Worn Torn

Hayyei Sarah By :  Amichai Lau-Lavie JTS Alum (Rabbinical School) Posted On Nov 6, 2015 / 5776 | דבר אחר | A Different Perspective

Worn Torn / Shiva Shirts Collection (2015)
Ready-Made

“Abraham mourned and wept for Sarah.” (Gen. 23)

Did he rip his clothes? And what did Isaac do when hearing that his mother died?

I think of him this year as the verse in “the Life of Sarah” leaps again beyond the Speaking Scroll, an annual review of loss and mourning. Just about a year ago my father died. In the moments following the news, alone in a hotel, far away from anyone and anywhere, my first instinct was to tear my shirt, observing “keri’a.” But I waited, holding on until the funeral, standing there with family, where one at a time we tore and muttered blessings, symbolizing our loss through the fabric of our lives.

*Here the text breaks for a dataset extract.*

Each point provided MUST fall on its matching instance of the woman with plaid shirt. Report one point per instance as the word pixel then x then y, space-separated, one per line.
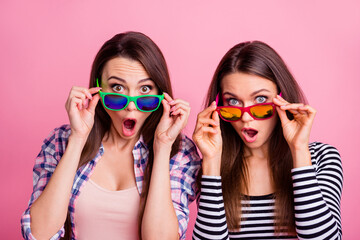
pixel 85 174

Later I would take my shivah shirt, torn and useless, and turn it into art, a genizah of sorts, inviting others to share their torn shirts as well, as a memoir, an exhibition of sacred remains. “Worn Torn / Shiva Shirts Collection” has been hanging in JTS for months now, seemingly just some stray shirts hanging on a rope, until the curious viewer comes closer, and sees, and for a moment, hears the sound of tearing, feeling the muteness of mourning, the silence of Isaac, not mentioned in the Torah, whose muffled scream ripped the world from one end to another on the day his mother died.

But Abraham remarried. And Isaac, too, by the end of this portion, brings a bride into his mother’s empty tent and finds there comfort and love. The year of mourning is about to end, the shirts will likely hang there still, a scar remains, though the painis no longer so acute.

Each year Sarah dies, and every year we mourn with Abraham and Isaac and add on all our sorrows, and every time we rise again, a tale retold, a shirt re-torn, as we  resume our pace and turn, again, to life.